2) file and picture feature extraction

(1) Hessian Hessen matrix builds;

(2) metric space generates;

(3) unique point and precise positioning feature point is tentatively determined;

(4) selected characteristic point principal direction is determined;

(5) structural attitude point describes operator;

(6) generating feature value string;

3) comparison of file and picture eigenwert

(1) Documents Similarity calculates;

(2) optimization of alignment algorithm.

Further, the pre-service of described file and picture is: carry out pre-service to coloured image, comprises the convergent-divergent of image, gray processing, luminance proportion, noise filtering, makes it size, pacing items that colourity, contrast meet document recognition.

Because the image of the camera-shooting and recording device collection of E-government Platform belongs to high-resolution image.If directly bring the original image as feature extraction, the feature point number of image zooming-out may be caused more than 1000, this is little to the precision raising effect identified by making the time of Doctype identification greatly increase.For improving the speed of feature extraction, be necessary to carry out convergent-divergent process to original image.

Submit to the mode of document different because user puts, the situation of surrounding environment illumination is different, and also may occur the phenomenon that paper is curling, the image of the camera-shooting and recording device collection of E-government Platform there will be the situation that intensity of illumination is unbalanced, entire image brightness differs.Brightness of image equalization algorithm will process accordingly for these situations.

Further, described file and picture feature extraction selects SURF as feature extraction algorithm, and described SURF extraction algorithm adopts the feature of Scale invariant.

Feature extraction algorithm has a variety of, for this applied environment of document classification identification, this method has tried out SURF and SIFT algorithm, these two kinds of method comparison are similar, and SIFT method comparison is stablized, and detect unique point more, but complexity is higher, and SURF wants computing simple, efficiency is high, and operation time is shorter.Because E-government Platform is very high to requirement of real-time, so select SURF as the main algorithm of feature extraction.

These technological difficulties are that the change of SURF algorithm to yardstick is more responsive, if the extraction of eigenwert can not solve scale invariability, even if the very little difference of size also can cause large volume document classification identification error.Be necessary that this specifically identifies that scene is improved SURF algorithm for document.

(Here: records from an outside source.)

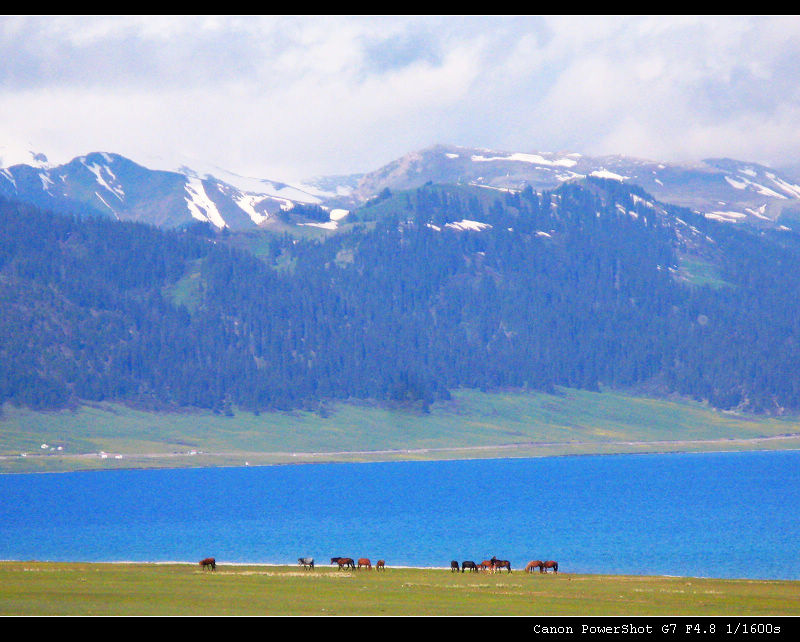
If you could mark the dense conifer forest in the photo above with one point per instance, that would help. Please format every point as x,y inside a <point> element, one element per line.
<point>592,285</point>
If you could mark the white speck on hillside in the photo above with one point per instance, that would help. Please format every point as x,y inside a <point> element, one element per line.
<point>467,225</point>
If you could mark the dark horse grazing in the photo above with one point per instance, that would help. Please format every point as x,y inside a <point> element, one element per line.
<point>550,564</point>
<point>469,564</point>
<point>535,564</point>
<point>344,562</point>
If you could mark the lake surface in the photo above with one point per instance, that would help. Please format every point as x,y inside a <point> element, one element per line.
<point>728,515</point>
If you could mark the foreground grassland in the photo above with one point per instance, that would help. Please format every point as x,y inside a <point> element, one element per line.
<point>34,588</point>
<point>471,425</point>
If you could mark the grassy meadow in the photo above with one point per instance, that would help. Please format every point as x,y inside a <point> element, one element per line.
<point>36,588</point>
<point>471,425</point>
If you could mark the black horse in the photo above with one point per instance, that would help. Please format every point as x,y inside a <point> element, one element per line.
<point>469,564</point>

The feature that this method introduces Scale invariant is improved classical SURF algorithm, and main thought is the size factor of each unique point detected along with correspondence.When we think coupling different images, often can run into the different problem of graphical rule, in different images, the distance of unique point dissimilates, and object becomes different sizes, if we are by revising the size of unique point, will cause Strength mis match.In order to address this problem, this method proposes the SURF feature detection of a Scale invariant, among when calculating unique point, scale factor being added.

Further, the comparison of described file and picture eigenwert is: according to the feature of file and picture, adopts Euclidean distance as the rudimentary algorithm of file and picture eigenwert comparison, adopts multithreading and large buffer memory to realize the lifting at double of comparison speed simultaneously.

Further, describedly tentatively determine that unique point and precise positioning feature point comprise:

The each pixel crossed through hessian matrix disposal is carried out size with its 3 26 points tieing up field compare, if it is maximal value in these 26 points or minimum value, then remain, as preliminary unique point, use in testing process and detect with the wave filter of the corresponding size of this scale layer image analytic degree; Then adopt 3 dimensional linear method of interpolation to obtain the unique point of sub-pixel, also remove the point that those values are less than certain threshold value simultaneously, increase the unique point quantity minimizing that extreme value makes to detect, finally only have several feature point of maximum intensity to be detected.

Further, the wave filter of 3 × 3, in this scale layer image one of 9 pixels detect all the other 8 points in unique point and self scale layer and on it and under two scale layer, 9 points compare, totally 26 points, if the eigenwert of pixel is greater than surrounding pixel, can determine that this point is the unique point in this region.

Further, described selected characteristic point principal direction is determined:

In order to ensure rotational invariance, in SURF, Harr wavelet character in statistical nature point field, namely centered by unique point, calculating radius is in the neighborhood of 6S (S is the scale-value at unique point place), add up 60 degree fan-shaped interior a little in the little wave response summation of the Haar in horizontal and vertical direction, and compose Gauss's weight coefficient to these responses, make the response contribution near unique point large, and it is little away from the response contribution of unique point, then the response within the scope of 60 degree is added to form new vector, travel through whole border circular areas, the direction selecting most long vector is the principal direction of this unique point, calculated one by one by unique point, obtain the principal direction of each unique point.

Further, described structural attitude point describes operator:

In SURF, also be around unique point, get a square-shaped frame, the length of side of frame is 20S (S is the yardstick at this unique point place detected), this frame band direction is exactly the principal direction that the 4th step detects, then this frame is divided into 16 sub regions, every sub regions adds up the horizontal direction of 25 pixels and the Haar wavelet character of vertical direction, here all relative principal direction in horizontal and vertical direction, this Haar wavelet character is horizontal direction value sum, horizontal direction absolute value sum, vertical direction sum, vertical direction absolute value sum.

Further, described generating feature value string is: it is a two-dimentional Vector Groups that SURF algorithm extracts the eigenwert of file and picture, and every a line of Vector Groups represents a unique point, and the row of Vector Groups represent the eigenwert of each unique point.These eigenwerts are all form by paired floating number.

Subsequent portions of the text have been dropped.